Python codecs line ending

Question

This is a great question.

It makes a difference whether you open a file with open() or codecs.open(). The former operates in terms of byte strings. The latter operates in terms of Unicode strings. In Python, these behave differently.

This same question came up as Python Issue 7643, What is a Unicode line break character?. The discussion, and the citations to the Unicode Character Database, are fascinating. Issue 7643 also gives this concise code snippet to demonstrate of the difference:

for s in '\x0a\x0d\x1c\x1d\x1e':
  print u'a{}b'.format(s).splitlines(1), 'a{}b'.format(s).splitlines(1)

But it boils down to this.

To determine if bytes in byte strings are line breaks (or whitespace), Python uses the rules of ASCII control characters. By that measure, bytes 10 and 13 are line break characters (and Python treats byte 13 followed by 10 as a single line break).

But to determine if characters in Unicode strings are line breaks, Python follows the character classifications of the Unicode Character Database, documented at UAX #44, and of the UAX #14 Line Breaking Algorithm, section 5 Line Breaking Properties. According to Issue 7643, these documents identify three character properties which identify a character as a linebreak for Python's purposes:

General Category Zl "Line Separator"
General Category Zp "Paragraph Separator"
Bidirectional Class B "Paragraph Separator"

Characters 28 (0x001C), 29 (0x001D), and 30 (0x001E) have those character properties. Character 31 (0x001F) does not. Why? That's a question for the Unicode Technical Committee. But in ASCII, these characters were known as "File Separator", "Group Separator", "Record Separator", and "Unit Separator". Using a tabbed text data file as a comparison, the first three connote at least as much separation as a line break does, while the fourth is perhaps analogous to the tab.

You can see the code which actually defines these three Unicode characters as being line breaks in Python Unicode strings in Objects/unicodeobject.c. Look for array ascii_linebreak[]. This array underlies the implementation of unicode.splitlines(). Different code underlies str.splitlines(). I believe, but haven't traced it in the Python source code, that enumerate() on a file opened with codecs.open() is implemented in terms of unicode.splitlines().

You ask, "how can I prevent it from doing so?" I don't see any way to make splitlines() behave differently.

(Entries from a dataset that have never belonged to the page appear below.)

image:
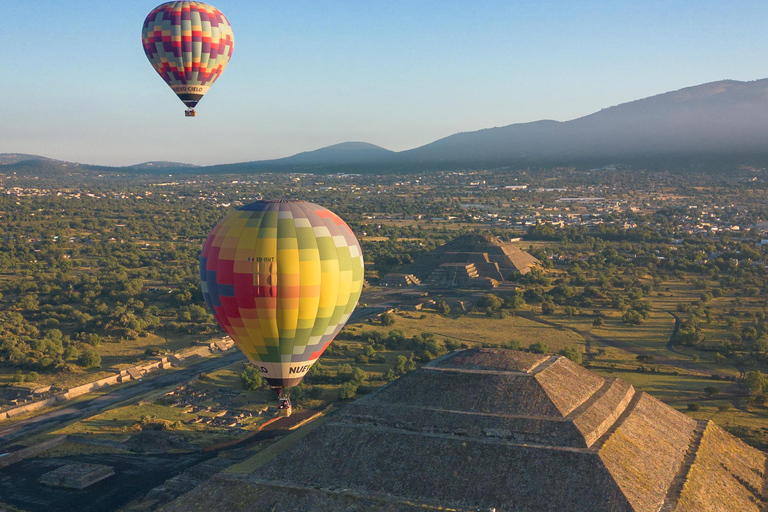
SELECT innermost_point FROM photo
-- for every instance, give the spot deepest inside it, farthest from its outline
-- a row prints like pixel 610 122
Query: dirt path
pixel 85 408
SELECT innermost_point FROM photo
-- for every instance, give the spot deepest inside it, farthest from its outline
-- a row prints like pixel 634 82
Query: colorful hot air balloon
pixel 189 44
pixel 282 278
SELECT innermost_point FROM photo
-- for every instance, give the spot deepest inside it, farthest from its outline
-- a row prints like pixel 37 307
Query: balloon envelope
pixel 282 278
pixel 189 44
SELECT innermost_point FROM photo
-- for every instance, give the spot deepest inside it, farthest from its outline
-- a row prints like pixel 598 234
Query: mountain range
pixel 719 123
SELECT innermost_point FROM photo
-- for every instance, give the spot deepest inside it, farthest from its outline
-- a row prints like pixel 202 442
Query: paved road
pixel 10 433
pixel 83 409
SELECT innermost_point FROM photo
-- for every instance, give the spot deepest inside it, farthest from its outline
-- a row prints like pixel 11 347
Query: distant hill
pixel 14 158
pixel 716 125
pixel 151 166
pixel 347 156
pixel 719 119
pixel 720 123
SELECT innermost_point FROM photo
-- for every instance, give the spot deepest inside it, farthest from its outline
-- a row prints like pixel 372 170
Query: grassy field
pixel 223 392
pixel 476 329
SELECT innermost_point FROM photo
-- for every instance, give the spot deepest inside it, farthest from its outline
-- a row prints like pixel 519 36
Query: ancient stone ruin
pixel 486 429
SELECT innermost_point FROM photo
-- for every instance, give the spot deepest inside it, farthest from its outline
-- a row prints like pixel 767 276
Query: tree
pixel 250 378
pixel 761 344
pixel 632 317
pixel 756 382
pixel 388 318
pixel 359 375
pixel 89 358
pixel 347 390
pixel 490 301
pixel 573 354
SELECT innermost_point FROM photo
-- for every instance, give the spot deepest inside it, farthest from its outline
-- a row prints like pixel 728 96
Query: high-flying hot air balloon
pixel 189 44
pixel 282 278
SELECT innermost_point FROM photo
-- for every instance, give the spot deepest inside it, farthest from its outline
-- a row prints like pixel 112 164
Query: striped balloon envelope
pixel 282 278
pixel 189 44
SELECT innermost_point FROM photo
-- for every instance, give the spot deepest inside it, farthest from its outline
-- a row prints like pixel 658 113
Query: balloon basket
pixel 284 407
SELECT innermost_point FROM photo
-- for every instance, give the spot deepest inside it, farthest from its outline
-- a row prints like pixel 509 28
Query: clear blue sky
pixel 397 73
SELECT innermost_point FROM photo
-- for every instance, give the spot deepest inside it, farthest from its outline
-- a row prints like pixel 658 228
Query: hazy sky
pixel 397 73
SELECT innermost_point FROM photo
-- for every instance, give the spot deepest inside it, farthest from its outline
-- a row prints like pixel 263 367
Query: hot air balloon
pixel 189 44
pixel 282 278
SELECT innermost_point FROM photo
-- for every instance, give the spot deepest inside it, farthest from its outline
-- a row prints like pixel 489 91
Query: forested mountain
pixel 715 125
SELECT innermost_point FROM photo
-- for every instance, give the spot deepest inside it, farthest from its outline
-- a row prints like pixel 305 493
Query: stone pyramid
pixel 493 429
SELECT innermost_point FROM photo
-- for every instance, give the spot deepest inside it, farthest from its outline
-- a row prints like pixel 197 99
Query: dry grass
pixel 476 329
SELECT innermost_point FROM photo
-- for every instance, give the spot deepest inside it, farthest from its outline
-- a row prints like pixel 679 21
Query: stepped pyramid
pixel 493 429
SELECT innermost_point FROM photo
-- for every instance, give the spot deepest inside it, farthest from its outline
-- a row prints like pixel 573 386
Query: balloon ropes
pixel 189 44
pixel 282 278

However, you can open the file as a byte stream, read lines as bytes with the str.splitlines() behaviour, then decode each line as UTF-8 for use as a unicode string:

with open('unicodetest.txt', 'r') as f:
  for i,l in enumerate(f):
    print i, l.decode('UTF-8')
# prints "0 abcde" with special characters in between.

I assume you are using Python 2.x, not 3.x. My answer is based on Python 2.7.